Obrigado por me receberem neste encontro. Parabéns aos organizadores destas Jornadas. Moçambique pode ter orgulho na sua intervenção face à COVID 19. Conheço muitos países que se reclamam ricos e desenvolvidos que não foram capazes de sujeitar os interesses políticos e partidários às razões da ciência. Os governantes moçambicanos escutaram os cientistas e seguiram os seus conselhos. E isso é uma tripla vitória: para a ciência, para a governação e para o país. Seria bom que para outros assuntos os dirigentes do país voltassem a aceitar os conselhos da ciência, da arte e da cultura.

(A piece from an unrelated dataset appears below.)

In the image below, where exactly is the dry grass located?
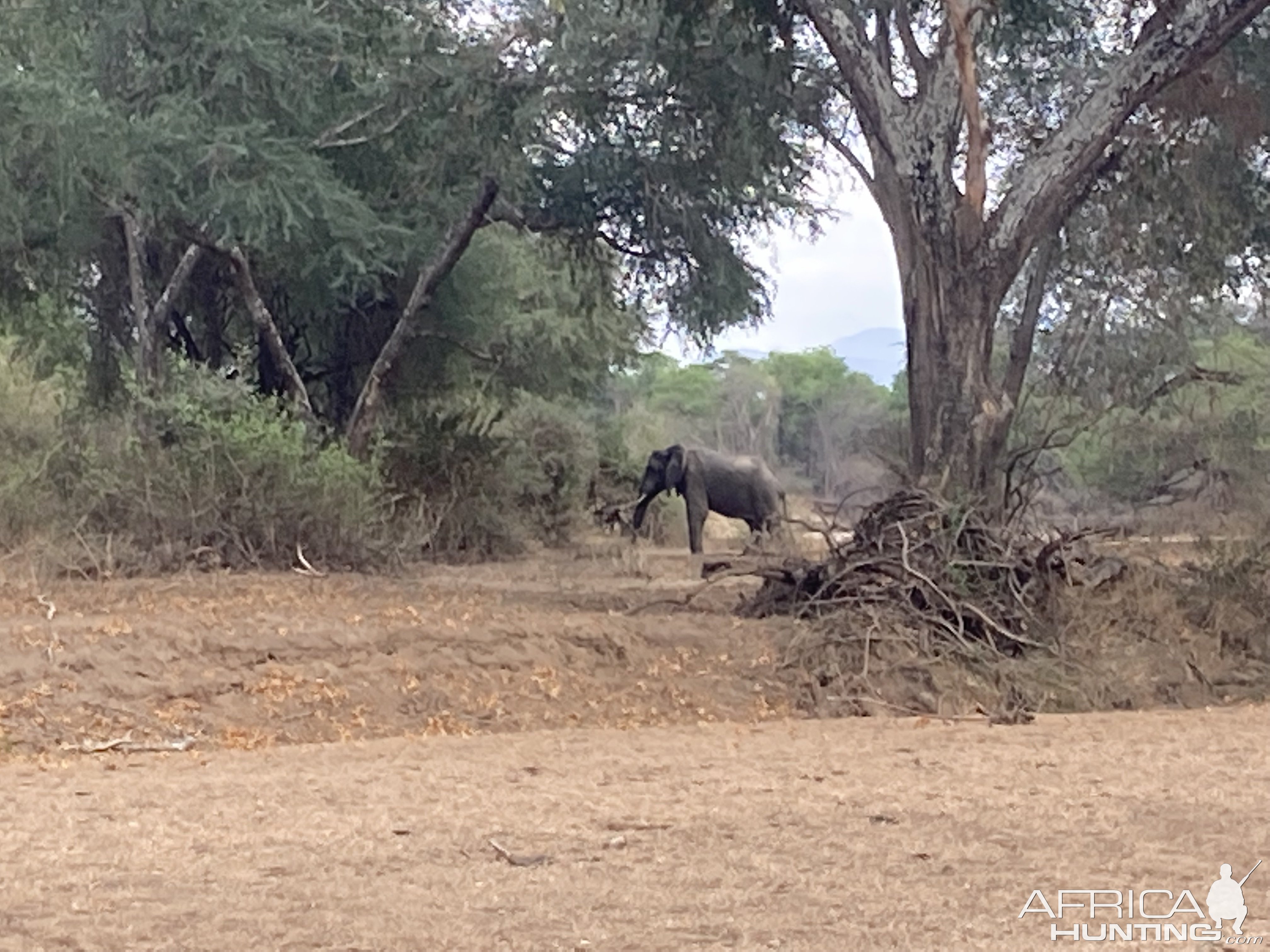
[0,707,1270,952]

Venho falar-vos não como biólogo, mas como escritor.
E como escritor, fascina-me o fenómeno do esquecimento. Tenho, para mim, que o esquecimento nem sempre resulta de um lapso. A maior das vezes é uma construção narrativa. Quando nos esquecemos, nós raramente falhamos. Raramente tropeçamos no vazio. Em vez disso, o que acontece é que nós construímos uma outra narrativa por baixo da qual enterramos os tempos que nos causaram medo, enterramos os episódios em que não fomos vencedores. Somos dotados de uma amnésia selectiva que nos desvincula dos grandes sofrimentos.
Às vezes, e isso é o mais triste e mais comum, não existe uma narrativa de substituição. Esquecemos porque, pura e simplesmente, regressamos à nossa velha rotina. Em pouco tempo somos devorados por um quotidiano de pequenas crises e grandes sobrevivências. Mais cedo do que pensamos, voltará a acontecer um outro desastre que nos irá, uma vez mais, apanhar de surpresa. Estaremos, de novo, improvisando respostas de emergência. Estaremos, uma vez mais, desprevenidos perante o previsível. É pena que assim seja.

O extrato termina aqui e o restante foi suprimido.